Running for local office is one of the best and most accessible ways to get directly involved with the political process, but many candidates are unprepared for the amount of work and financial investment required to run a successful campaign. It is a common misconception that campaigns for local positions such as city council are relatively cheap, but this is not always the case. In fact, local elections can sometimes be very hotly contested.
What Does the Average Campaign Cost?
Unfortunately, pinning down the average cost for a local city council election is difficult since there is so much variation between cities. For small cities, the cost may be very low. For larger cities, it can be significantly more than the life savings of the average American. According to Ballotpedia, competitive races in Seattle could cost as much as $300,000. The average for all large cities is likely closer to $200,000, a number that is still likely to induce sticker shock in many.
How Much Will YOUR Campaign Cost?
Of course, an average by itself is not particularly helpful given how varied local politics can be. It may not be surprising that a large city such as Seattle demands that its candidates spend a huge chunk of change on campaigns, but what about much smaller cities? In reality, the cost is not necessarily directly correlated with the number of voters that you need to reach. If elections in your district are not heavily contested, then your cost per voter is potentially very low. On the other hand, hotly contested districts may require a hefty spend per vote needed.
As a very basic starting point, you will want to determine the percentage of votes required for a successful campaign and the number of actual votes that this translates into. Be careful that you don't treat this as a simpler exercise than it actually is. There may be more than one seat open in your district, so the actual number of votes that you require is unlikely to be as straightforward as fifty percent plus one. It may be instructive to research past races and, if possible, speak with past candidates who have run in your district.

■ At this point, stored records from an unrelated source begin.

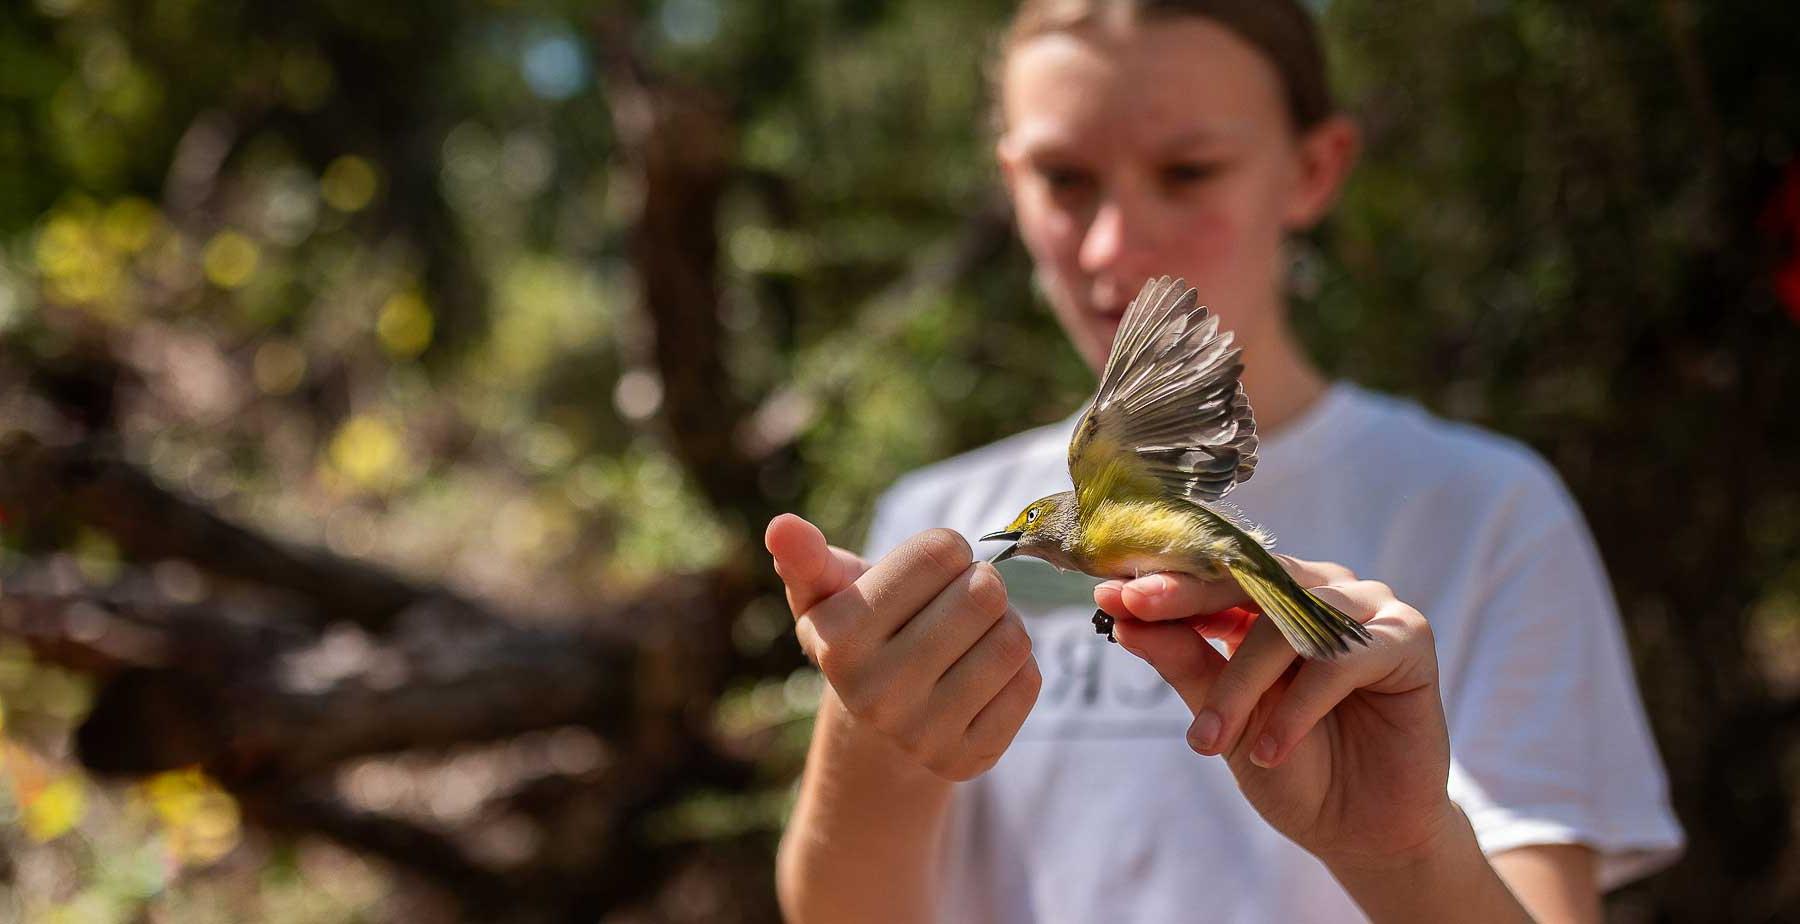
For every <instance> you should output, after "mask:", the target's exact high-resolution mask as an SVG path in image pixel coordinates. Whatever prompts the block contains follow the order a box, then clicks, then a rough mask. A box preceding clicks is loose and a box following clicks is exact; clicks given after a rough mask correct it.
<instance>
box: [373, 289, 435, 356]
mask: <svg viewBox="0 0 1800 924" xmlns="http://www.w3.org/2000/svg"><path fill="white" fill-rule="evenodd" d="M374 333H376V337H380V339H382V348H383V349H387V355H391V357H394V358H412V357H418V355H419V353H423V351H425V348H427V346H432V310H430V306H427V304H425V299H423V297H419V294H418V292H412V290H407V292H396V294H392V295H391V297H389V299H387V303H383V304H382V313H380V317H376V321H374Z"/></svg>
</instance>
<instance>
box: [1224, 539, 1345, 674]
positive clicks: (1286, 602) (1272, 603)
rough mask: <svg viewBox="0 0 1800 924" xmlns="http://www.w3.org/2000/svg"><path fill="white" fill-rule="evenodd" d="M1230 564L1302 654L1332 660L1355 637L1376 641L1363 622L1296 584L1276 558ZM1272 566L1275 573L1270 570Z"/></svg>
mask: <svg viewBox="0 0 1800 924" xmlns="http://www.w3.org/2000/svg"><path fill="white" fill-rule="evenodd" d="M1226 567H1228V569H1229V571H1231V576H1233V578H1237V582H1238V585H1240V587H1244V593H1247V594H1249V596H1251V600H1255V602H1256V605H1258V607H1262V614H1264V616H1267V618H1271V620H1274V625H1276V629H1280V630H1282V636H1285V638H1287V643H1289V645H1292V647H1294V650H1296V652H1300V656H1301V657H1314V659H1327V661H1328V659H1332V657H1336V656H1339V654H1348V652H1350V641H1352V639H1355V641H1357V643H1361V645H1366V643H1370V641H1373V636H1370V634H1368V629H1364V627H1363V623H1359V621H1355V620H1352V618H1350V616H1345V614H1343V612H1341V611H1339V609H1337V607H1334V605H1330V603H1327V602H1323V600H1319V598H1318V596H1314V594H1312V591H1309V589H1305V587H1301V585H1300V584H1296V582H1294V578H1291V576H1289V575H1287V571H1283V569H1282V566H1280V564H1278V562H1274V560H1273V558H1271V560H1269V564H1267V566H1265V567H1256V566H1255V564H1251V562H1242V564H1240V562H1231V564H1228V566H1226ZM1269 569H1274V573H1267V571H1269Z"/></svg>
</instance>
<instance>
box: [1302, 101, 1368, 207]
mask: <svg viewBox="0 0 1800 924" xmlns="http://www.w3.org/2000/svg"><path fill="white" fill-rule="evenodd" d="M1361 149H1363V133H1361V131H1359V130H1357V126H1355V122H1352V121H1350V119H1348V117H1346V115H1332V117H1330V119H1325V121H1323V122H1319V124H1316V126H1312V128H1310V130H1307V133H1305V135H1303V137H1301V139H1300V144H1298V151H1296V155H1298V159H1300V177H1298V182H1296V184H1294V193H1292V196H1291V198H1289V202H1287V214H1285V216H1283V223H1285V225H1287V229H1289V231H1307V229H1310V227H1312V225H1316V223H1318V222H1319V218H1325V213H1327V211H1328V209H1330V207H1332V204H1334V202H1337V193H1339V191H1343V184H1345V178H1346V177H1348V175H1350V168H1352V166H1355V159H1357V155H1359V153H1361Z"/></svg>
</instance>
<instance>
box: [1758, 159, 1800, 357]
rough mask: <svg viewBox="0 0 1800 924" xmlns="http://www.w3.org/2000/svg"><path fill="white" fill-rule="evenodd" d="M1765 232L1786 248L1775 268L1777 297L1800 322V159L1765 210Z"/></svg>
mask: <svg viewBox="0 0 1800 924" xmlns="http://www.w3.org/2000/svg"><path fill="white" fill-rule="evenodd" d="M1760 225H1762V231H1766V232H1768V234H1769V236H1771V238H1775V240H1777V243H1778V245H1780V249H1782V259H1780V263H1778V265H1777V267H1775V279H1773V281H1775V297H1778V299H1782V304H1786V306H1787V317H1791V319H1795V322H1800V160H1793V162H1789V164H1787V169H1786V171H1782V182H1780V186H1777V187H1775V195H1773V196H1769V205H1768V207H1766V209H1764V211H1762V222H1760Z"/></svg>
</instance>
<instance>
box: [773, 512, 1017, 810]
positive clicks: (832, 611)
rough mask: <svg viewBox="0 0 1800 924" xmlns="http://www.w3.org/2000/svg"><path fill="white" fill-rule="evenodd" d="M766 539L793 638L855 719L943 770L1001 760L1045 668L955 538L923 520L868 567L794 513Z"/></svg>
mask: <svg viewBox="0 0 1800 924" xmlns="http://www.w3.org/2000/svg"><path fill="white" fill-rule="evenodd" d="M763 540H765V544H767V546H769V553H770V555H772V557H774V566H776V575H779V576H781V582H783V584H785V585H787V598H788V609H790V611H792V614H794V632H796V634H797V636H799V643H801V648H805V650H806V657H810V659H812V661H814V663H815V665H819V670H821V672H823V674H824V679H826V681H828V683H830V684H832V690H833V692H835V693H837V697H839V699H841V701H842V702H844V708H846V710H848V711H850V715H851V717H853V719H855V720H857V722H859V724H860V726H866V728H871V729H875V731H877V733H880V735H882V737H886V738H887V740H891V742H893V744H895V746H896V747H898V749H900V751H902V753H905V755H907V756H909V758H911V760H913V762H916V764H918V765H922V767H925V769H929V771H931V773H934V775H938V776H941V778H945V780H958V782H959V780H970V778H974V776H979V775H981V773H983V771H986V769H988V767H992V765H994V762H995V760H999V756H1001V755H1003V753H1004V751H1006V746H1010V744H1012V740H1013V735H1017V733H1019V726H1021V724H1024V719H1026V715H1030V711H1031V704H1033V702H1037V693H1039V688H1040V686H1042V675H1040V674H1039V670H1037V659H1035V657H1031V636H1028V634H1026V630H1024V621H1022V620H1021V618H1019V612H1017V611H1013V609H1012V607H1010V605H1008V603H1006V582H1004V580H1001V576H999V571H995V569H994V566H990V564H986V562H972V558H970V551H968V542H965V540H963V537H959V535H958V533H954V531H950V530H927V531H923V533H920V535H916V537H913V539H909V540H905V542H904V544H900V548H896V549H895V551H891V553H887V555H886V557H882V558H880V560H878V562H875V564H873V566H869V564H864V562H862V558H857V557H855V555H851V553H848V551H844V549H839V548H832V546H828V544H826V542H824V533H821V531H819V528H817V526H814V524H810V522H806V521H805V519H801V517H796V515H792V513H783V515H779V517H776V519H774V521H770V522H769V531H767V533H765V537H763Z"/></svg>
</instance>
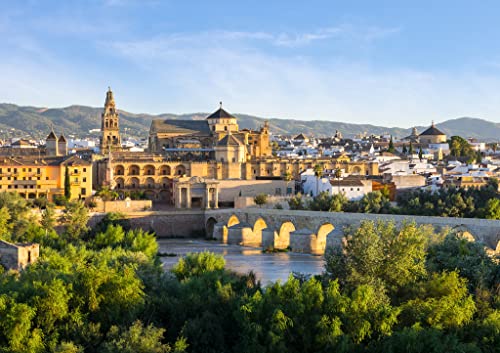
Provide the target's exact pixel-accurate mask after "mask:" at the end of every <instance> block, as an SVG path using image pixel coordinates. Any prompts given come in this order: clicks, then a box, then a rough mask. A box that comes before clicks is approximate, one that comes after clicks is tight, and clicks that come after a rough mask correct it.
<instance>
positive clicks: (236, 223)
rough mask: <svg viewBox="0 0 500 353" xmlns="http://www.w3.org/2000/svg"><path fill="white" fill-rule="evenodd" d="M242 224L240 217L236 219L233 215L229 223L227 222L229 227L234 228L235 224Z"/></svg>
mask: <svg viewBox="0 0 500 353" xmlns="http://www.w3.org/2000/svg"><path fill="white" fill-rule="evenodd" d="M238 223H240V220H239V218H238V217H236V215H234V214H233V215H232V216H231V217H229V219H228V221H227V227H228V228H229V227H232V226H234V225H235V224H238Z"/></svg>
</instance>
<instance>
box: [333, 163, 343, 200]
mask: <svg viewBox="0 0 500 353" xmlns="http://www.w3.org/2000/svg"><path fill="white" fill-rule="evenodd" d="M333 177H334V178H335V179H337V193H338V194H340V178H341V177H342V169H340V168H335V171H334V172H333Z"/></svg>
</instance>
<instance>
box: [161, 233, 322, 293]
mask: <svg viewBox="0 0 500 353" xmlns="http://www.w3.org/2000/svg"><path fill="white" fill-rule="evenodd" d="M158 244H159V245H160V252H162V253H171V254H176V255H177V256H171V257H170V256H163V257H161V261H162V262H163V266H164V268H165V269H167V270H168V269H170V268H172V266H173V265H174V264H176V263H177V261H179V259H180V257H182V256H184V255H186V254H187V253H196V252H202V251H205V250H207V251H210V252H213V253H216V254H222V255H223V256H224V258H225V260H226V268H227V269H230V270H233V271H235V272H238V273H242V274H245V273H248V272H249V271H251V270H252V271H253V272H254V273H255V274H256V276H257V278H258V279H259V280H260V281H261V283H262V284H263V285H267V284H269V283H272V282H276V281H277V280H281V281H282V282H284V281H286V280H287V279H288V276H289V275H290V273H292V272H299V273H303V274H307V275H315V274H320V273H321V272H322V271H323V267H324V260H323V256H314V255H310V254H299V253H291V252H289V253H271V254H266V253H263V252H262V249H260V248H250V247H245V246H239V245H227V244H221V243H218V242H215V241H206V240H198V239H158Z"/></svg>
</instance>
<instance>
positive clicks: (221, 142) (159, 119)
mask: <svg viewBox="0 0 500 353" xmlns="http://www.w3.org/2000/svg"><path fill="white" fill-rule="evenodd" d="M149 151H150V152H152V153H159V154H162V155H164V156H166V157H167V158H170V159H173V160H175V159H181V160H197V161H208V160H217V161H221V162H224V161H229V162H246V161H250V160H252V159H257V158H265V157H271V156H272V149H271V145H270V143H269V126H268V124H267V122H266V123H265V124H264V126H262V127H261V128H260V130H259V131H252V130H248V129H243V130H240V129H239V127H238V123H237V121H236V118H235V117H234V116H232V115H231V114H229V113H228V112H227V111H226V110H224V109H223V108H222V102H221V103H220V107H219V109H218V110H217V111H215V112H214V113H212V114H211V115H209V116H208V117H207V118H206V119H204V120H176V119H167V120H163V119H155V120H153V121H152V122H151V128H150V130H149Z"/></svg>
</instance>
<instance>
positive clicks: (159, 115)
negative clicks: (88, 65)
mask: <svg viewBox="0 0 500 353" xmlns="http://www.w3.org/2000/svg"><path fill="white" fill-rule="evenodd" d="M101 112H102V108H93V107H87V106H80V105H72V106H69V107H66V108H38V107H29V106H27V107H24V106H17V105H14V104H0V130H2V134H1V135H0V137H1V138H3V137H7V133H6V131H8V132H9V134H8V135H10V136H32V137H34V138H44V137H45V136H46V135H47V133H48V131H49V129H50V126H51V125H53V126H54V129H55V130H56V132H57V133H61V132H63V133H64V134H66V135H76V136H81V137H83V136H88V135H89V130H92V129H98V128H100V115H101ZM207 115H208V113H193V114H182V115H175V114H160V115H150V114H133V113H129V112H126V111H120V124H121V130H122V133H124V134H125V135H131V136H135V137H142V138H146V137H147V134H148V131H149V126H150V124H151V120H152V119H158V118H163V119H204V118H205V117H206V116H207ZM234 115H235V116H236V117H237V118H238V123H239V125H240V127H241V128H249V129H258V128H259V127H260V126H261V125H262V124H263V122H264V120H265V119H264V118H259V117H256V116H251V115H245V114H234ZM268 121H269V124H270V126H271V131H272V132H273V133H275V134H291V135H294V134H299V133H301V132H302V133H305V134H307V135H314V136H331V135H333V134H334V133H335V130H339V131H341V132H342V134H343V135H344V136H346V137H352V136H354V135H356V134H359V133H362V132H367V133H372V134H391V135H393V136H397V137H404V136H408V135H409V134H410V132H411V129H405V128H398V127H392V128H388V127H383V126H376V125H369V124H351V123H345V122H337V121H326V120H322V121H320V120H312V121H301V120H293V119H268ZM436 126H437V127H438V128H439V129H441V130H442V131H443V132H445V133H446V134H448V135H449V136H452V135H460V136H463V137H474V138H477V139H480V140H488V141H490V140H496V141H498V140H499V139H500V124H499V123H494V122H491V121H486V120H482V119H476V118H458V119H452V120H447V121H444V122H442V123H439V124H437V125H436ZM425 128H427V127H424V126H420V127H417V129H418V131H419V132H422V131H423V130H424V129H425ZM12 129H14V130H12Z"/></svg>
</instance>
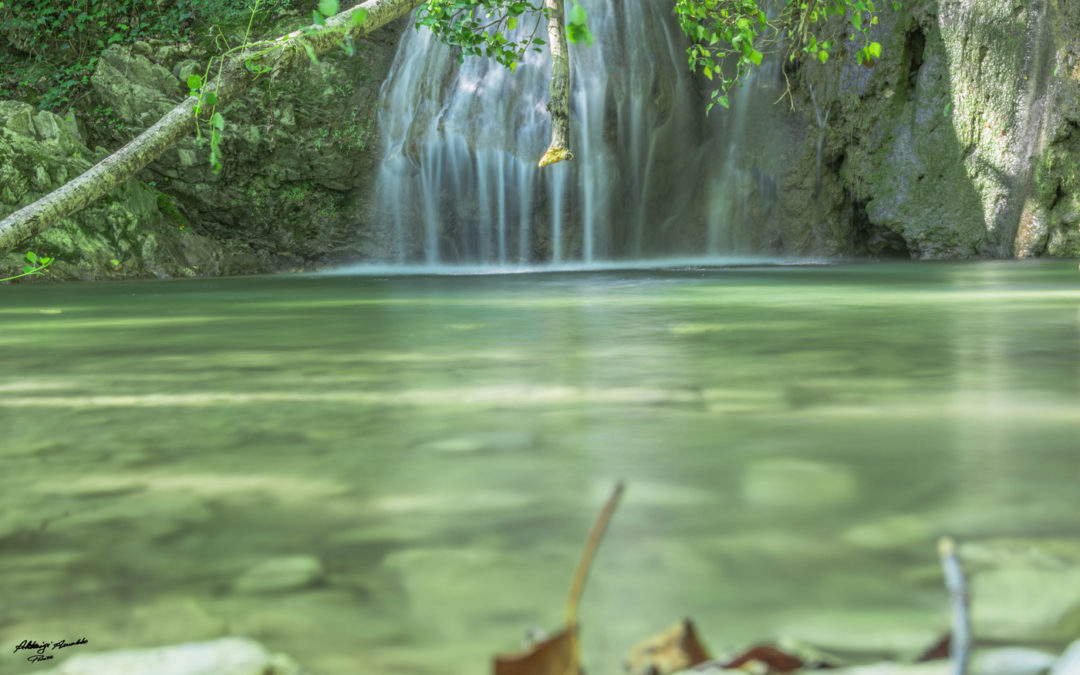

This number is your starting point for estimating the remainder of your campaign costs. Although it may be slightly counterintuitive if you haven't run for office before, it is important to consider each vote as costing a roughly fixed dollar amount based on outreach and materials needed to reach that voter. In highly competitive races, this can be as high as $30 per voter.
Where Are You Going to Spend Your Money?
Determining how much your campaign will cost per voter largely comes down to understanding where your money will be spent. For local elections, this is usually pretty straightforward. In addition to a well-designed website, bureaucratic fees for filing your campaign, and possible staffing needs, the vast majority of your campaign dollars will be spent on advertising and materials for door-to-door campaigning.
The hard truth is that you can spend as much on these materials as you want, and theoretically, every dollar spent will help you to reach more voters. The key to efficiently managing campaign costs is to avoid overspending. You need to reach exactly as many voters as are necessary to win your election, and each vote beyond that is money that you technically did not need to spend. Consult with past candidates and local party officials to get the best estimates that you can of the average cost to reach voters in your district and be prepared to spend at least that much, plus a healthy margin for safety.
Where Are You Going to GET Your Money?
An arguably even more important question that how your money will be spent is where the money will come from in the first place. The obvious answer is that it will come from donors, but actually getting these donations will be one of the largest challenges that your campaign will face. In addition to contacting friends and family, you will be required to leverage your existing professional and personal network to its limits. Consulting with local party officials is absolutely vital as well and may be one of the best tools that you will have for fundraising.
It is also important to avoid becoming overconfident in your fundraising ability. Avoid personal loans and other potentially risky avenues to quickly raise funding. Some candidates believe that they must take financial risks in order to get a head start on their campaign, but it is generally better to fail at fundraising and try again in a future election than it is to personally bankrupt yourself in a failed bid. The lessons you take away from even an unsuccessful fundraising effort will be invaluable for your future career in politics.